If there’s one constant in a good economy or bad, uncertain times or stable, it’s our reliance on mostly unstructured data and the analysis we derive from massive data collection. Unstructured data are the documents, images, audio and video files, sensor data and research data that run companies today.
Think surveillance and bodycam video plus rapid DNA analysis to solve crimes faster, supply chain analysis to forecast availability of core products and services, sensor-driven analysis of soil and weather conditions to improve crop yields or customer support call analysis to improve products and experiences.
And now, there’s generative AI and the long list of potential societal benefits, and risks, it offers. It’s the information technology professionals who manage both the data and the technologies that store, protect and deliver it to users and applications who are the key players in the data economy. In fact, preparing for AI is the leading data storage priority, followed by cloud cost optimization, according to the Komprise “2023 State of Unstructured Data Management” survey.
As we enter 2024, organizations will need to innovate and work smarter with AI while navigating constant cost constraints. Data storage and backups comprise at least 30 percent of the IT budget. Our predictions below center on the data management component of optimizing AI and cloud technologies. Getting this right, with generative AI unleashing a new era of end-user productivity and technical proficiency, has long-term implications.
How will the way we handle unstructured data evolve?
- AI data governance will require a multi-layered approach.
- FinOps expertise will be the key to successful cloud migrations.
- Cross-silo skills will be required for storage IT careers.
- A top priority will be preparing unstructured data for AI.
1. Multi-Layered Approach to AI Data Governance
The Komprise survey of IT decision-makers found that enterprises are restricting the tools and/or data that employees are allowed to use.
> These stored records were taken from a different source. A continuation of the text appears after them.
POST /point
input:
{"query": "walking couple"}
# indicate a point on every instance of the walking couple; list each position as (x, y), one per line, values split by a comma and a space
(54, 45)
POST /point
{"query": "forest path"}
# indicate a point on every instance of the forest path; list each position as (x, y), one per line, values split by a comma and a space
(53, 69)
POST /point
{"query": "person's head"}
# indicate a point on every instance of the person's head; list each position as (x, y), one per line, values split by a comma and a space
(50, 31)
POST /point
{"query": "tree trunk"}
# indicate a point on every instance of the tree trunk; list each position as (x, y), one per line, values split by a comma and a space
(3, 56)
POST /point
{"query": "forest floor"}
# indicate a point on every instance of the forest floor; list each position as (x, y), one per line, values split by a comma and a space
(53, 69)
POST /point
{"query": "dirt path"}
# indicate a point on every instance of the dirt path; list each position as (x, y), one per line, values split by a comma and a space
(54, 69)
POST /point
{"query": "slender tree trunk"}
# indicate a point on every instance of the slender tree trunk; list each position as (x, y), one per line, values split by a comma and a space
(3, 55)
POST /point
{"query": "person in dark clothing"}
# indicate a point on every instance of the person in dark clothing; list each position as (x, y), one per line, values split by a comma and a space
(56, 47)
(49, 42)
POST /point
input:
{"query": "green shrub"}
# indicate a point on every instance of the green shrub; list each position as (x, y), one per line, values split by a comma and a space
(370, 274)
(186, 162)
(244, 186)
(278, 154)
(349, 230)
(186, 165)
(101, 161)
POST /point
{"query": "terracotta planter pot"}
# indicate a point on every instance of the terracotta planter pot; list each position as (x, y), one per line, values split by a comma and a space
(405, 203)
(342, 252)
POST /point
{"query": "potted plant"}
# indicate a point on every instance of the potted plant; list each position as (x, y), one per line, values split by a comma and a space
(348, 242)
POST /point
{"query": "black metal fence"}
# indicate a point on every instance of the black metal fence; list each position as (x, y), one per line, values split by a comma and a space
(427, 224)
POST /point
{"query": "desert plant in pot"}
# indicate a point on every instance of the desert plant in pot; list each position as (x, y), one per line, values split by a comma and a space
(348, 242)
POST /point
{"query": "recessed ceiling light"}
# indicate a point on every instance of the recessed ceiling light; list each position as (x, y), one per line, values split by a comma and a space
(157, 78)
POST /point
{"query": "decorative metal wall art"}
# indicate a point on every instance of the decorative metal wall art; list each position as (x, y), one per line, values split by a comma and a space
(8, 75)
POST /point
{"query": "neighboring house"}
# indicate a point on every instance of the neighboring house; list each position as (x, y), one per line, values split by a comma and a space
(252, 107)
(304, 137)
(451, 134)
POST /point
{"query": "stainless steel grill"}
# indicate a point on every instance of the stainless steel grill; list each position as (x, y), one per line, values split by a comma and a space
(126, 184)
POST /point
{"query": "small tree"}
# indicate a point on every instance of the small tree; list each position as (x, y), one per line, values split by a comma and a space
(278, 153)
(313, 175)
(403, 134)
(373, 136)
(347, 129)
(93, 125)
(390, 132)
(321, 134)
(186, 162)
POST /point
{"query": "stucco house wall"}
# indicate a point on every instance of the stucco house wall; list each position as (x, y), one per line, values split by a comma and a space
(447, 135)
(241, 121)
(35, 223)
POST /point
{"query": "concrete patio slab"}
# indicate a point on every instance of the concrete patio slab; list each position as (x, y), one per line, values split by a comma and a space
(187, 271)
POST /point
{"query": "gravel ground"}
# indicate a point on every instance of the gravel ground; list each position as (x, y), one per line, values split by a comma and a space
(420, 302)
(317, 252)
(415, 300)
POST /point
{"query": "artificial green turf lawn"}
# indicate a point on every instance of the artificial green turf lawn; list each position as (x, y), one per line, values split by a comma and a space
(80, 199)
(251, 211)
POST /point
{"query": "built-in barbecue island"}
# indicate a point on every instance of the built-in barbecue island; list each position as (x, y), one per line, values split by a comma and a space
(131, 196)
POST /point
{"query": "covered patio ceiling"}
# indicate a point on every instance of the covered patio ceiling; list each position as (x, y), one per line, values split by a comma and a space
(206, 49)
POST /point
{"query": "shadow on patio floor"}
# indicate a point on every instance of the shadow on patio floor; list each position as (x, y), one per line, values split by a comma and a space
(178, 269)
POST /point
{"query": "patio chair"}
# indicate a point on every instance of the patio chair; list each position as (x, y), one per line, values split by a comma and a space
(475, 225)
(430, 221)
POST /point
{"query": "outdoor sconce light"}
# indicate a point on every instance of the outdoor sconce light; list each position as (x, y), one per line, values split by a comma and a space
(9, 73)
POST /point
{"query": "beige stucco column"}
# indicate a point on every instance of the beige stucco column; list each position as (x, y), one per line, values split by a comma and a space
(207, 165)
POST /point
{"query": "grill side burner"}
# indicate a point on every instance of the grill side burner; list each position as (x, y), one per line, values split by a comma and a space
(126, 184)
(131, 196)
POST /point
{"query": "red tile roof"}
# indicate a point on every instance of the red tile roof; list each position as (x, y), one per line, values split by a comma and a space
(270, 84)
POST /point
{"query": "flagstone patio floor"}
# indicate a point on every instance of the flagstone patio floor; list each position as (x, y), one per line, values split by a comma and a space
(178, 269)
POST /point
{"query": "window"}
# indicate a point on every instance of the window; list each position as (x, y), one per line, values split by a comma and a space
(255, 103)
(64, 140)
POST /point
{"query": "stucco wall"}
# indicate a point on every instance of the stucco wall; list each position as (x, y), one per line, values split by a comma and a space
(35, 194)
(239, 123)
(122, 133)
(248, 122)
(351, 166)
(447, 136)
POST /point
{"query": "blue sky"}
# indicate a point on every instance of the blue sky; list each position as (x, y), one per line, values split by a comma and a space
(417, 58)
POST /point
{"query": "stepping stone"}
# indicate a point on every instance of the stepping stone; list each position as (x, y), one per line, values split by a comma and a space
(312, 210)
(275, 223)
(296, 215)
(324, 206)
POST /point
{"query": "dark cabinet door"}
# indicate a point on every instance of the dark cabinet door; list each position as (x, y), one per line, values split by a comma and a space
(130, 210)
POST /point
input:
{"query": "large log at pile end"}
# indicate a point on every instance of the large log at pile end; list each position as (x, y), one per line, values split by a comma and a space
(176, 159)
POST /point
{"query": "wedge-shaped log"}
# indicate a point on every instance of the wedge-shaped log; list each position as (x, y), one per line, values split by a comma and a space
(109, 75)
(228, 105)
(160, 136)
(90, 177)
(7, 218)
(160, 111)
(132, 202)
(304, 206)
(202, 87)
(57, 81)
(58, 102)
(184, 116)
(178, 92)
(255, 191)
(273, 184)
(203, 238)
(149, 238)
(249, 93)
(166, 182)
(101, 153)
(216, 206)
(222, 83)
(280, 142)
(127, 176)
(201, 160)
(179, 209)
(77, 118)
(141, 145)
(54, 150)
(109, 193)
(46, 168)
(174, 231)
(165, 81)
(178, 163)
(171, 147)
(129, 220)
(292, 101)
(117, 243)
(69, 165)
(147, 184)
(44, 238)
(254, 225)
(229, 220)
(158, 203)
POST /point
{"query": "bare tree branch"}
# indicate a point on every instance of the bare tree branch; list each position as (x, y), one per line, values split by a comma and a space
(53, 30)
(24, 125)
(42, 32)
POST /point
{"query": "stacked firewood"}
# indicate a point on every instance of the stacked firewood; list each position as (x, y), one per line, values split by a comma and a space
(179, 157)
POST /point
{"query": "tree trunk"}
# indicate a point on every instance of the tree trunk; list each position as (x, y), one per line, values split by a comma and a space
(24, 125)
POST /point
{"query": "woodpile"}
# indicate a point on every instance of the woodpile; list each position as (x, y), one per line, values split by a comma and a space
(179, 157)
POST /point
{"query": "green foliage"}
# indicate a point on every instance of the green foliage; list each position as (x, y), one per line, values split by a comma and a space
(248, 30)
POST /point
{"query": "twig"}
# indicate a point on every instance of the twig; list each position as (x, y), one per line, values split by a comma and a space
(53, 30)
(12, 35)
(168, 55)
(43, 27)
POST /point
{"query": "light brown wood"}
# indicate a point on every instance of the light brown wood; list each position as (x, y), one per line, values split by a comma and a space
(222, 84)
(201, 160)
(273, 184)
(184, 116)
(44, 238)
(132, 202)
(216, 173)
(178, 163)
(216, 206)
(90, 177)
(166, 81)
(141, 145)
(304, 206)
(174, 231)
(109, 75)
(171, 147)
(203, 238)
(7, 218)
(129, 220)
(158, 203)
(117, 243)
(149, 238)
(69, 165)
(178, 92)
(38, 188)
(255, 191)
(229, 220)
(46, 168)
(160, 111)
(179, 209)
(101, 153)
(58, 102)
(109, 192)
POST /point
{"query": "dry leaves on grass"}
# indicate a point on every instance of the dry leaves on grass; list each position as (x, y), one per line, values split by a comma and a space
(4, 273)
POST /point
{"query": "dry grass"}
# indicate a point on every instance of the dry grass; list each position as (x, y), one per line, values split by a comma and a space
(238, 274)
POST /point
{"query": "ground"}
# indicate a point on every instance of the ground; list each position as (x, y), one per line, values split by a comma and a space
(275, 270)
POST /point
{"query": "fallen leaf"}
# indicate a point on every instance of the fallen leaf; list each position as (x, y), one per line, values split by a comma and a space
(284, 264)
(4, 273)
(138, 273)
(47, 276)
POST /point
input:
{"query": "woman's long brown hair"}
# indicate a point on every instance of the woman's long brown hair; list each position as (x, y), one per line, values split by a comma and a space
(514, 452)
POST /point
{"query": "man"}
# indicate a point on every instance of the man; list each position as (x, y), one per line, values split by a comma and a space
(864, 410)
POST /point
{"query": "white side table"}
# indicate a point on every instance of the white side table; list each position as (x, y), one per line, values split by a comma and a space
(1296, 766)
This is an important first step, but AI data governance requires a strategic program.
Generative AI has created a multitude of risks from privacy and security to data leakage, transparency, accuracy, ethics and more. Rather than relying on one system to manage these different issues, IT will need to deploy layers of AI security tools, starting at the network level to prevent the access of blocked data by an AI tool or users from sending corporate data to unauthorized AI services.
A second level of protection sits at the data level, auditing which data was moved where, when and by whom and alerts if personally identifiable information (PII) or sensitive data is being shared. Finally, a security mechanism could exist at the user layer to warn users when they are engineering prompts with corporate or sensitive data or provide feedback when prompts may be giving away too much corporate context. Visibility into unstructured data assets across hybrid cloud storage is fundamental to protecting data and monitoring generative AI projects.
2. FinOps Expertise for Cloud Migrations
Industry research shows that managing cloud spend is a top enterprise challenge, and many organizations have limited visibility on this spend or how to optimize it. Basically, data volumes continue to outpace storage. IT leaders need cost-efficient options for data as it ages, such as cloud object storage.
While 27 percent of enterprises were managing 10PB of data or more in 2022, this year, that segment of heavy data owners has jumped to a remarkable 32 percent, according to the Komprise survey. There is ample waste from over-procurement of storage capacity to avoid any business disruption, underutilization of cloud resources and one-size-fits-all storage strategies.
Incorporating financial operations into daily practice will be a core factor in generating value and return on investment from cloud data migrations. In 2024, IT will need to understand data storage costs and data usage patterns before and after a migration project and communicate these metrics clearly with upper management to create buy-in for the cloud.
Organizations that adopt an analytics-first approach to unstructured data management will avoid cloud waste. They will be able to delete duplicate and orphaned data along with data that is no longer needed before a migration and can right-place data in the appropriate cloud tier. This analysis should include clear distinctions between the many tiers of cloud storage with automated processes to move data as it ages to low-cost storage for maximum cost savings.
3. Cross-Silo Skills for Storage IT Careers
The term FinOps will be part of the storage architect’s nomenclature in 2024. As storage has become more software and services-centric, managing hardware is less of a requirement. Instead, managing vendors, contracts and delivering secure, cost-efficient data services to departments and users will take up the bulk of storage professionals’ time. Enterprises are also moving away from being single vendor shops. Storage administrators must be able to hop between different technologies rather than specialize in one platform.
This requires broader skills and knowledge in networking, security, cloud architecture, cost modeling and data analytics. Data titles like “data insights engineer” or “data management architect” will replace storage-specific job titles. In mature infrastructure teams, managers responsible for storage will work with data science and AI teams to procure AI-ready infrastructure and devise plans for data classification and data workflows to analytics platforms.
4. Unstructured Data Preparation for AI
With strategies in place for cost optimization and AI data governance, IT organizations are in a fine spot to center squarely on leveraging unstructured data for new use cases. Unstructured data contains hidden value for AI.
IT leaders will look for automated ways to analyze unstructured data, index metadata and enrich/classify data using AI and machine learning. This will allow teams to run deep analytics to discover and feed only the right data to AI applications, saving significant manual effort for researchers and data scientists.